Yield 4 Servings
Number Of Ingredients 17
Steps:
- Preheat the oven to 375 F. Bring a large saucepan of salted water to the boil, add chopped broccoli and cauliflower. Boil 5 to 6 min, until cooked, then drain in a colander, reserving the cooking water. Heat a wide saucepan, pour in a couple of good glugs of olive oil and add the garlic. Fry a few seconds, add thyme leaves, anchovies, anchovy oil, chiles. Continue frying for a few seconds more before adding the cooked broccoli and cauliflower. Put a lid on the pan leaving a gap, cook slowly for 15 to 20 minutes, stirring regularly. Remove the lid for the last 5 minutes, then use a potato masher to crush the vegetables. Spread the mixture on a baking sheet to cool.
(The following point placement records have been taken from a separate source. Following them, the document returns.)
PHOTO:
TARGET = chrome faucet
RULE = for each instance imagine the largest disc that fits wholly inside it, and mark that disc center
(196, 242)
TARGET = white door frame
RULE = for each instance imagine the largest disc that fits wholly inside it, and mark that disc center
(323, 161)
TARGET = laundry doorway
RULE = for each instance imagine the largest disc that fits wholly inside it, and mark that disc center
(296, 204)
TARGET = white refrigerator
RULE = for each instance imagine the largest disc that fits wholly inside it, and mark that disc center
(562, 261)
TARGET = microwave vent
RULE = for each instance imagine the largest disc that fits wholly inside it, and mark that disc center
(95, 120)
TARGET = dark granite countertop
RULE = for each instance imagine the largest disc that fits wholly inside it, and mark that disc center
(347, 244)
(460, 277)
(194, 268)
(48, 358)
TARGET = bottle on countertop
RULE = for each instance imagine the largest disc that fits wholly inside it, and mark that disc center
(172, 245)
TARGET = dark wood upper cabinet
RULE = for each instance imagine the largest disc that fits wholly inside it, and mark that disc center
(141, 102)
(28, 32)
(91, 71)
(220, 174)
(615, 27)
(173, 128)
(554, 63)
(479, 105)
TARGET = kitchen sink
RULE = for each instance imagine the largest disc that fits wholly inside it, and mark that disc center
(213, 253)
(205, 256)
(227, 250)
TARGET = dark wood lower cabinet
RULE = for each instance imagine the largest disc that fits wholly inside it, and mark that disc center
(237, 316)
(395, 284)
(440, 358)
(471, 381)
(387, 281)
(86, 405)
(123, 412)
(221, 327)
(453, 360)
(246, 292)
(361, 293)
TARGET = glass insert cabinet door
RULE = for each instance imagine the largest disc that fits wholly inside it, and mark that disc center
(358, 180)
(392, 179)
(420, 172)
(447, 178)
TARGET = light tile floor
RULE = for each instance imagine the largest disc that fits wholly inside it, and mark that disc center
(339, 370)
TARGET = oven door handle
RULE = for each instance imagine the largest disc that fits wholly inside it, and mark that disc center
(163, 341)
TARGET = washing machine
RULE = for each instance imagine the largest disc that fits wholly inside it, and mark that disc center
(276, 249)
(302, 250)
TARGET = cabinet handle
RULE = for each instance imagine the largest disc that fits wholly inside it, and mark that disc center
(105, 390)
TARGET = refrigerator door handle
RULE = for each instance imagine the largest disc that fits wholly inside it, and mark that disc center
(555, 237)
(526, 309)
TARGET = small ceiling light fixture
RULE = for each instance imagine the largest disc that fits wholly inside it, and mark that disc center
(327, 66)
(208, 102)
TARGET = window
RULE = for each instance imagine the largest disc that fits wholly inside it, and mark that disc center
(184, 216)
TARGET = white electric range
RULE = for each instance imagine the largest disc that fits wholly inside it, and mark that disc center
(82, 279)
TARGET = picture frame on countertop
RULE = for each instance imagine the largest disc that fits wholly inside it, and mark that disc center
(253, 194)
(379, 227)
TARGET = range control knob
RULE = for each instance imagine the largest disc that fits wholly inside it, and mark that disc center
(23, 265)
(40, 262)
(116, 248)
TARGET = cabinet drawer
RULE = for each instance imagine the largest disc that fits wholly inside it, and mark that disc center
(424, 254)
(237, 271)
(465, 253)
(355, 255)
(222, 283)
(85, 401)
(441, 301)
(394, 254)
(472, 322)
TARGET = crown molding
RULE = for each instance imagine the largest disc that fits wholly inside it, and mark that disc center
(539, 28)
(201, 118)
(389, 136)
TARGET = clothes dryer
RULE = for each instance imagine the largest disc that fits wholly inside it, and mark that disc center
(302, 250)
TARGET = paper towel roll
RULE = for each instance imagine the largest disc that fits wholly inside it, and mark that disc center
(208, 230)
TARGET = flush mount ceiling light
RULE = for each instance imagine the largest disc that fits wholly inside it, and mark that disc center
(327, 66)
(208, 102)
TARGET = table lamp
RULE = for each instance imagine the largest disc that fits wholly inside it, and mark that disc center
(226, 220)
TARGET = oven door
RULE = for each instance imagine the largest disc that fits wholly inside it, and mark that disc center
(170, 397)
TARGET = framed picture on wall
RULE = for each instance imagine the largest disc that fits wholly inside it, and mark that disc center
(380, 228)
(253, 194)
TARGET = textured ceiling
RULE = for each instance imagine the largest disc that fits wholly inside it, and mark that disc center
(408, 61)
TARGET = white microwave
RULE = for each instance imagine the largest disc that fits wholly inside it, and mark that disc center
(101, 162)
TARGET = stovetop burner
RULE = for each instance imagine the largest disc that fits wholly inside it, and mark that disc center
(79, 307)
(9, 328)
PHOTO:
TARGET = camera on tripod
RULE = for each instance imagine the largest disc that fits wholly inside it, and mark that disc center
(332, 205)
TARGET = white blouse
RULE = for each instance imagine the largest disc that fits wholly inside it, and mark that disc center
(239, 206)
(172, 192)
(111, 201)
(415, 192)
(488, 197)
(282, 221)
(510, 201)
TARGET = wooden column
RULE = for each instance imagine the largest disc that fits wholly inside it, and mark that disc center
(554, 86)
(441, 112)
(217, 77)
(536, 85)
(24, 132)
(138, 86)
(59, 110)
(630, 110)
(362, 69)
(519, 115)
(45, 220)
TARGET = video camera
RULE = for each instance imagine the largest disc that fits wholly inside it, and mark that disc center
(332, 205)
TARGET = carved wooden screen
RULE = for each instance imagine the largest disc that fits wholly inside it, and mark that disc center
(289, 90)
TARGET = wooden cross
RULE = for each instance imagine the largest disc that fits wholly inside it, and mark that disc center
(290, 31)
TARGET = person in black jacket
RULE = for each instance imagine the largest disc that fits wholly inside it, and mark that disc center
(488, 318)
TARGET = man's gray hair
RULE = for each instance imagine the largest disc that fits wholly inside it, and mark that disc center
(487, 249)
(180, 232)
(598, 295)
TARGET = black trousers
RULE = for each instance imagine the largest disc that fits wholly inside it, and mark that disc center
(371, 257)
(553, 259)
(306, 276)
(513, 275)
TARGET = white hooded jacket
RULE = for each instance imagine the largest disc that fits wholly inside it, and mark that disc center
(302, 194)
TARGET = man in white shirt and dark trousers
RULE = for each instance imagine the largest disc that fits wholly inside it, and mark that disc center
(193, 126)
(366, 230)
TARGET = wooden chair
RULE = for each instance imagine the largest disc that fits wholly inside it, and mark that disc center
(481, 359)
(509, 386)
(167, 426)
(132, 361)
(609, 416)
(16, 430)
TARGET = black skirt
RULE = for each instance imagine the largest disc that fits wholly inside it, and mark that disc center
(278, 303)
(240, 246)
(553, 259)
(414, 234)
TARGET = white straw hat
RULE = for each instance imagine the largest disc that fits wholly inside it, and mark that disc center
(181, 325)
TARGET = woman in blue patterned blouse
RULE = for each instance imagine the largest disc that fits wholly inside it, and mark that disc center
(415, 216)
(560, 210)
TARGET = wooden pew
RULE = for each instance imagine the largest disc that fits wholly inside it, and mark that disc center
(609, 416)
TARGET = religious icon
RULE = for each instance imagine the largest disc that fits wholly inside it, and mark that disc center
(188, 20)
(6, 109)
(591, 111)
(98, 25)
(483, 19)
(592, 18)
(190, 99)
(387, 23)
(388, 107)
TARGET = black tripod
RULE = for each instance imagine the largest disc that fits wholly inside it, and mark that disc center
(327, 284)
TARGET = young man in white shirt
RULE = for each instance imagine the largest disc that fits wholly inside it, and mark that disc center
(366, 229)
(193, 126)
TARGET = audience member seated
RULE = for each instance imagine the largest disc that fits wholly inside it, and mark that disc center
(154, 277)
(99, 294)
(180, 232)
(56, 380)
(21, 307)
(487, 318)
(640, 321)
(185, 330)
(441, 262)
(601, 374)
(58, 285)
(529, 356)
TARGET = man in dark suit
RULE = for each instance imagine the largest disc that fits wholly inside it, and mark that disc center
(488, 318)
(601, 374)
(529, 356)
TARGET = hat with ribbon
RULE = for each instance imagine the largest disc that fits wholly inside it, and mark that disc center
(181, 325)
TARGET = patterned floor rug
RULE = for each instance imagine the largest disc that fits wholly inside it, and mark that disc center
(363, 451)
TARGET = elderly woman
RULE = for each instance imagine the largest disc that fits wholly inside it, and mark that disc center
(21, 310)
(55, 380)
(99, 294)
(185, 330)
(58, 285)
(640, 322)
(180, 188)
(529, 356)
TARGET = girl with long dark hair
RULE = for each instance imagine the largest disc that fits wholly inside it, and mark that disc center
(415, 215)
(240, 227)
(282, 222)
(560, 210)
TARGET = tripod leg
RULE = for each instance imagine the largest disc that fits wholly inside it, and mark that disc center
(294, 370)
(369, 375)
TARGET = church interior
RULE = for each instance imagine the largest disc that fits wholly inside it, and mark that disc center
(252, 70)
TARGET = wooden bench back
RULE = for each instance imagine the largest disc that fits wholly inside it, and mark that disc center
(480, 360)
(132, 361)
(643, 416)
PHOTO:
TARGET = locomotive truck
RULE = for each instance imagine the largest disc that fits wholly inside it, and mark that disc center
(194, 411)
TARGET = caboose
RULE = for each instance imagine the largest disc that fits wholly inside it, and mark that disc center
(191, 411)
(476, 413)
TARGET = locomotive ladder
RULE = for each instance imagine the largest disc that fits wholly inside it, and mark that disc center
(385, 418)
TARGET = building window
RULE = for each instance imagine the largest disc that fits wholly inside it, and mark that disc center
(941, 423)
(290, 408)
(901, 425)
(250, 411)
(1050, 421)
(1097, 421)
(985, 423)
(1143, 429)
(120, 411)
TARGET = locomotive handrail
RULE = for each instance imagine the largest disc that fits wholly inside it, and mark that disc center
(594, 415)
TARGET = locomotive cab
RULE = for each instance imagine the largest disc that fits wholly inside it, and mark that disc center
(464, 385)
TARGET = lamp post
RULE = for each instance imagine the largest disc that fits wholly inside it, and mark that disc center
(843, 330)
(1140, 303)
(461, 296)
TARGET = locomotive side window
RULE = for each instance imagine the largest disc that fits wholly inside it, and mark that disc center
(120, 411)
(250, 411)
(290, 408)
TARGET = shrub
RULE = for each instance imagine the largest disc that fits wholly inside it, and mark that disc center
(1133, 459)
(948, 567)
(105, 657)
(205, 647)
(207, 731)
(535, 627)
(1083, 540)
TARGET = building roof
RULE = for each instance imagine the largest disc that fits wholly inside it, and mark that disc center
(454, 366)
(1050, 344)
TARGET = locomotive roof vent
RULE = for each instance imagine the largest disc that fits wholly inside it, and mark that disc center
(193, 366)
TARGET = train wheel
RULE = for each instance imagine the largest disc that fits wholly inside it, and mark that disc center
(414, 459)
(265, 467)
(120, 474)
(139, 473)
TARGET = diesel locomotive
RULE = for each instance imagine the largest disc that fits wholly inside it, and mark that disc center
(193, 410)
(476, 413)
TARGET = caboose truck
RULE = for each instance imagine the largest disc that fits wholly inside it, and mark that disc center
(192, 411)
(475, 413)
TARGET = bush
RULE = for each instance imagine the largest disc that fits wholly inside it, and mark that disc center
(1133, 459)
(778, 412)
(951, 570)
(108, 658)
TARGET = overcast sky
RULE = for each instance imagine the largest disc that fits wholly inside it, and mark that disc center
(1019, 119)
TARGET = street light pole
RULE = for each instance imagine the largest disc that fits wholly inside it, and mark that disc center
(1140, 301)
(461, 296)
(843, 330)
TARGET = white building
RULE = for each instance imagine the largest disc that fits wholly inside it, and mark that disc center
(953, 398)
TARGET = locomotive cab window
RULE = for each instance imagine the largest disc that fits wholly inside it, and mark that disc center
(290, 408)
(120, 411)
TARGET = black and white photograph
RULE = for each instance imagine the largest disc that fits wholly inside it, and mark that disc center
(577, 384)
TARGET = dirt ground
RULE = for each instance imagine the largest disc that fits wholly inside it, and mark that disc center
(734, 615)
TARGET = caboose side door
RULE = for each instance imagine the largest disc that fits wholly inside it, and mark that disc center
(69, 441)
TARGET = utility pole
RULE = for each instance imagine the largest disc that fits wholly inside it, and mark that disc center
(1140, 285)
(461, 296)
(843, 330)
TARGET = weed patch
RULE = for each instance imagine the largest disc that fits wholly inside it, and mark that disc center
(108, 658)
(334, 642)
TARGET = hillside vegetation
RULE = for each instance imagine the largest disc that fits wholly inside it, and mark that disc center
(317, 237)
Meanwhile, get yourself another baking dish or roasting pan and pour in the tomato sauce with a pinch of salt and a swig of red wine vinegar. Now, to make a really quick and easy white sauce, mix the creme fraiche with half the Parmesan, a sprinkling of salt and pepper and a little of the reserved cooking water to thin it down. Spoon your cooled broccoli and cauliflower mixture into a large sandwich bag and cut off the corner. Twist the top of the bag and squeeze it to pipe the filling into the cannelloni tubes. Fill the tubes up and place them in a single layer on top of the sauce. Lay the basil leaves over the cannelloni and spoon your white sauce evenly over the top. Season with black pepper, sprinkle over the remaining Parmesan and tear over the mozzarella. Drizzle with extra-virgin olive oil and bake in the preheated oven for 30 to 40 minutes, or until golden and bubbling on top.